La ricerca tecnologica nelle tecnologie immersive in particolar modo nella realtà virtuale continua con vari progetti di sviluppo di università e varie aziende, ma il tutto era relegato a sistemi inaccessibili ai non addetti ai lavori. Il primo tentativo di un visore più accessibile almeno per utilizzo aziendale lo si ha con l’avvio dell’azienda VPL Research di Jaron Lanier a metà anni ’80. Lanier è spesso identificato con l’inventore del termine realtà virtuale, ma vedremo più avanti che questo non è proprio corretto. Sicuramente l’ha resa popolare e grazie a lui la realtà virtuale ha iniziato ad essere una tecnologia “conosciuta” al di fuori dei laboratori di ricerca.

La VPL Research sviluppò dal 1985 una serie di strumenti per la realtà virtuale come il DataGlove, un guanto che permetteva di vedere la propria mano e replicarne i movimenti in realtà virtuale e Eyephone, un visore HMD per la realtà virtuale.

La nascita della VPL e l’entusiasmo che generò questo nuovo tipo di tecnologia, assieme ad alcuni romanzi di fantascienza che ipotizzavano mondi digitali, diede origine alla prima onda della realtà virtuale. A cavallo tra gli anni ’80 e i ’90, si parlava della realtà virtuale come di una tecnologia concreta. Si stava creando un movimento culturale, che assieme alla nascita di internet e del world wide web, vedeva molti autori di fantascienza, filosofi e tecnologi ad immaginare una nuova società basata sulla realtà virtuale o su mondi digitali, ma il costo ancora elevato dei computer e dei dispositivi affievolì questo entusiasmo fino a far sparire quasi del tutto la realtà virtuale a metà anni ’90.

Nintendo Virtual Boy (1994) e Stuntmaster Victormaxx compatibile SEGA VR (1993)

A livello tecnologico ci furono dei tentativi di sviluppo di visori per il gaming come il VR headset della SEGA del 1993 e il Nintendo Virtual Boy del 1994, ma le vendite non soddisfarono le aspettative e i progetti furono abbandonati.
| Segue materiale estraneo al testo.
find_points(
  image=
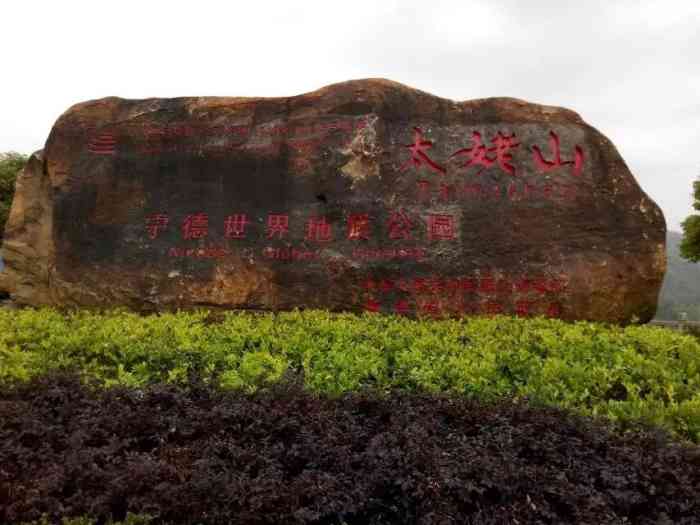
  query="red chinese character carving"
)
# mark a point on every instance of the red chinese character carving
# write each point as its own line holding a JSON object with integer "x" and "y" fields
{"x": 493, "y": 308}
{"x": 317, "y": 229}
{"x": 545, "y": 166}
{"x": 195, "y": 226}
{"x": 155, "y": 223}
{"x": 358, "y": 227}
{"x": 234, "y": 226}
{"x": 445, "y": 191}
{"x": 504, "y": 286}
{"x": 554, "y": 310}
{"x": 371, "y": 305}
{"x": 522, "y": 307}
{"x": 440, "y": 227}
{"x": 419, "y": 285}
{"x": 399, "y": 225}
{"x": 478, "y": 154}
{"x": 277, "y": 225}
{"x": 386, "y": 285}
{"x": 402, "y": 307}
{"x": 369, "y": 284}
{"x": 103, "y": 144}
{"x": 540, "y": 285}
{"x": 469, "y": 285}
{"x": 403, "y": 285}
{"x": 487, "y": 284}
{"x": 472, "y": 190}
{"x": 435, "y": 285}
{"x": 522, "y": 285}
{"x": 419, "y": 157}
{"x": 423, "y": 190}
{"x": 429, "y": 307}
La realtà virtuale uscì dall’immaginario collettivo e ritornò ad essere una tecnologia destinata solo agli addetti ai lavori specialmente con sistemi come il C.A.V.E. – Cave Automatic Virtual Environment. il CAVE proiettava su cinque pareti di una stanza le immagini elaborate al computer che rilevava i movimenti dell’utente attraverso dei tracker. Questa tecnologia è l’antenata delle proiezioni sulle pareti nei musei immersivi.